Hoy esas tramas nos incomodan mucho más porque ya no nos parecen inocentes. Entendemos mejor que el humor también construye imaginarios, que repetir ciertas burlas normaliza ciertos desprecios y que no, no todo vale si la risa siempre cae sobre el mismo tipo de cuerpo.

Mónica Geller en su pasado con sobrepeso en Friends / D.R
La homofobia y el machismo casual como simple "contexto"
Muchas ficciones antiguas están llenas de pequeñas frases, comentarios y bromas que en su momento se consideraban normales y que hoy resultan bastante incómodas. Chistes sobre la masculinidad de un personaje, pánico constante a parecer "poco hombre", burlas hacia cualquier gesto leído como afeminado o comentarios machistas tratados como costumbrismo simpático.

Mauri y Fer hicieron mucho por el colectivo LGTBIQ+ pero también se rodeaban de chistes homófobos / Antena 3 Televisión
Lo más llamativo es que muchas veces ni siquiera formaban parte de una trama concreta: estaban en el ambiente, en los diálogos, en ese ruido de fondo cultural que casi nadie señalaba. Precisamente por eso hoy nos chocan más. Porque no eran un personaje malo diciendo algo horrible. Eran varios personajes, en varias series, en varios contextos, repitiendo ideas que se habían normalizado tanto que parecían invisibles. Volvemos a 'Friends', pero también a lo que se decía sobre Mauri y Fernando en 'Aquí no hay quien viva' o sobre Fidel en 'Aída'.

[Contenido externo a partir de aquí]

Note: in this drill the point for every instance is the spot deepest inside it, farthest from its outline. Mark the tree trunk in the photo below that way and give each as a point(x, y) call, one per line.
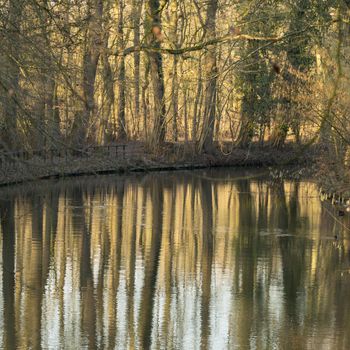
point(9, 136)
point(153, 36)
point(210, 67)
point(137, 7)
point(90, 63)
point(121, 126)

Relaciones entre adultos y adolescentes tratadas con demasiada ligereza
Otra trama que ha envejecido especialmente mal es la de relaciones con una diferencia de edad clarísima, sobre todo cuando una de las partes era menor o muy joven, y la ficción decidía contarlo como algo sofisticado, prohibido o emocionante. La relación profesor-alumna tuvo su cosa en 'Dawson crece', por ejemplo, en 'Friends' (no se libra de una) y hasta en 'Pretty little liars'.

Joey liándose con su profe en 'Dawson crece' no te lo viste venir / Warner Bross.

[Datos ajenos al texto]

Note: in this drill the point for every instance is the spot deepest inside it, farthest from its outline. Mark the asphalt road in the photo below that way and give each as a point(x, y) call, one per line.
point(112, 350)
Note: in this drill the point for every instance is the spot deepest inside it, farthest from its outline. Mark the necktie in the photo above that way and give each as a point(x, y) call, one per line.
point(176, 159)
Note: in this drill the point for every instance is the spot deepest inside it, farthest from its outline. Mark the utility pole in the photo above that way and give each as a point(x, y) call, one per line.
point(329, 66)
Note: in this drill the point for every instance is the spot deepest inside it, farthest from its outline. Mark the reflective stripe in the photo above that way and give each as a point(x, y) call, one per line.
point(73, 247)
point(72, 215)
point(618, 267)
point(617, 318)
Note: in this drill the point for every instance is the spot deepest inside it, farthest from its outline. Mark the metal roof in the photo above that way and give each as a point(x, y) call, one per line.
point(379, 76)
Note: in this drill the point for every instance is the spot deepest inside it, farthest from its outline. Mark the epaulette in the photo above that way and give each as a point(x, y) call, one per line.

En muchas series y películas se trataban vínculos profundamente desequilibrados como si fueran romances escandalosos pero atractivos, sin detenerse demasiado en el abuso de poder, la manipulación o la inmadurez de base. Hoy esas historias se leen con muchísima más incomodidad. Y es lógico.
Sin embargo, esto no significa que ya no podamos disfrutar de esas series o películas. Significa que las vemos con más distancia, más contexto y bastante más criterio. Y eso también tiene algo muy satisfactorio.